López Portillo y Max Weber recopilan en su obra una relación escrito por Fray Francisco Mariano de Torres en la que señala como año de expedición el año de 1526:

«...Saliendo de Colima y viniendo según de Zapotitlán, Tuxcacuesco, Autlán, Tanamastlán, Tecolotlán, Ameca, conquistó desde el Valle de Ahualulco hasta Tepic, y viniéndose por Qualctemba y toda la costa del mar del Valle de Banderas al de los Frayles, al de los coronados...»

Pareciera ser que Francisco Cortés de San Buenaventura no obedeció las órdenes de su primo de reconocer la costa, pues siguió la ruta de la sierra y las altiplanicies; según la "Relación de una visitación" fechada en enero de 1525 que se elaboró en esa expedición y que sirvió a Don Hernando como evidencia ante los reclamos jurídicos de Nuño de Guzmán sobre su derecho a ocupar las tierras del centro y Suroeste de Jalisco, Nayarit y Colima.[5]

Las exploraciones de Asia que arrojó el primer viaje de circunnavegación al globo por Juan Sebastián Elcano, motivaron a Carlos V preparar una expedición más a las islas Molucas, que partió del puerto de la Coruña, España, el 14 de julio de 1525, en una armada compuesta por siete naves a cargo de Fray García Jofre de Loaysa y Sebastián Caborte. En ella se alistó Andrés de Urdaneta, como asistente de Sebastián Elcano, adquiriendo experiencia de las rutas, corrientes y diversos grupos de islas pertenecientes a las Marianas, las Marshall y las Célebes, antes de poder regresar a España once años después. De ese viaje, solo una de las naves, la Santa María de la Victoria, logró llegar a Tiradores casi dos años después de que partiera. Tanto Loaysa como Elcano murieron antes de llegar a su destino.

En el viaje de ida de dichas islas, tras cruzar el estrecho de Magallanes y enfilar al océano Pacífico, una de las naves, la "Santiago", cuyo capitán era Santiago de Guevara se extravía hacia el mes de junio de 1526. La falta de víveres y el mal estado de la nave los obligan a poner proa al norte, hacia las costas de la Nueva España, recorriendo unos 7500  km desde los 51º de latitud sur hacia los 16º de latitud norte.

La "Santiago" arriba a las costas de Tehuantepec, donde Cortés tenía apostados astilleros para construir sus naves mismas que las ofrecía al monarca para descubrir esas islas de las especies, y en su caso auxiliar a la expedición perdida de Loaysa cuyo destino ignoraba preocupando hondamente al monarca según escribirá en su Quinta Carta de Relación y en un complemento a ella (septiembre de 1526).

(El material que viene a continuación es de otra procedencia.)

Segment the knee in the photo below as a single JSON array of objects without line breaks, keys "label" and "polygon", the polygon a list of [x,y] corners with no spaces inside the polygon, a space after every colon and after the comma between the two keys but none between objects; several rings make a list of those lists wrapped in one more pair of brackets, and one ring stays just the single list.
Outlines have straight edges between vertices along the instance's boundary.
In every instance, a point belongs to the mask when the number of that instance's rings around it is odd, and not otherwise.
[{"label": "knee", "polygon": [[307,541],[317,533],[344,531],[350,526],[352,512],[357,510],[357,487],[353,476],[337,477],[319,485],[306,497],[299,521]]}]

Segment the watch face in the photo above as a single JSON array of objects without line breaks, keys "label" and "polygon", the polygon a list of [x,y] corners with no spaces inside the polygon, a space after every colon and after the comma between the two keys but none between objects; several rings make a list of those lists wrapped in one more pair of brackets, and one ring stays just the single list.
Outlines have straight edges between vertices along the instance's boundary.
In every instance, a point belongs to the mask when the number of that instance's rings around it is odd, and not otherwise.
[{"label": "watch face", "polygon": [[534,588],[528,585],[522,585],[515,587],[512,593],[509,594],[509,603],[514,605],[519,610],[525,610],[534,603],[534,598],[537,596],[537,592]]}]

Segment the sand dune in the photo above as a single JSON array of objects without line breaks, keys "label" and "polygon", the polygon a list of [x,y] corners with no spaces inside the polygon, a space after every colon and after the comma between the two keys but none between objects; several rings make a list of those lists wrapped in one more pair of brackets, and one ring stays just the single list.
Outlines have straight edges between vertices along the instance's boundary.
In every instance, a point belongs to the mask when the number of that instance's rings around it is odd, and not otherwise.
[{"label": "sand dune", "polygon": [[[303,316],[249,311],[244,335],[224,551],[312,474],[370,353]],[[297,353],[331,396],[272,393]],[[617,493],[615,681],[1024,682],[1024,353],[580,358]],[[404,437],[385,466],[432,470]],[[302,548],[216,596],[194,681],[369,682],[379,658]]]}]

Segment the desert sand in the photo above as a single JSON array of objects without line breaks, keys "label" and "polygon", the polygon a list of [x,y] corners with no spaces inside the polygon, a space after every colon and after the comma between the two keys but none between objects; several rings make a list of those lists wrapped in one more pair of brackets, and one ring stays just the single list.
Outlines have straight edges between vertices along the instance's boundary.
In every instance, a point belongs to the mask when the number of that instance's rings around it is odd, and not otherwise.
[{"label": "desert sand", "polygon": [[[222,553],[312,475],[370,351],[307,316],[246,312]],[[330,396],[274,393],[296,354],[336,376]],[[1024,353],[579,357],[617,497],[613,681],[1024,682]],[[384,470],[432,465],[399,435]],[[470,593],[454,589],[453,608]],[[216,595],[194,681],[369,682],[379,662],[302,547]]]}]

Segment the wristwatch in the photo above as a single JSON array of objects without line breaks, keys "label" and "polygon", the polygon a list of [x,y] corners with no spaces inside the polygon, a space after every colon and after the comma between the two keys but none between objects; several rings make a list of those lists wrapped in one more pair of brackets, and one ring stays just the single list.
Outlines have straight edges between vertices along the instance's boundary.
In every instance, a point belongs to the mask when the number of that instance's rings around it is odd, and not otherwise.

La llegada del patache con noticias, planos e informes del plan expedicionario a esa tierra, y la cédula real que Carlos V envía a Cortés fechada en junio de 1526 encargándole la preparación de una armada que se dirigía a las Islas de Molucas en auxilio de esa expedición despertaron en el conquistador nuevos deseos de descubrimientos y conquistas.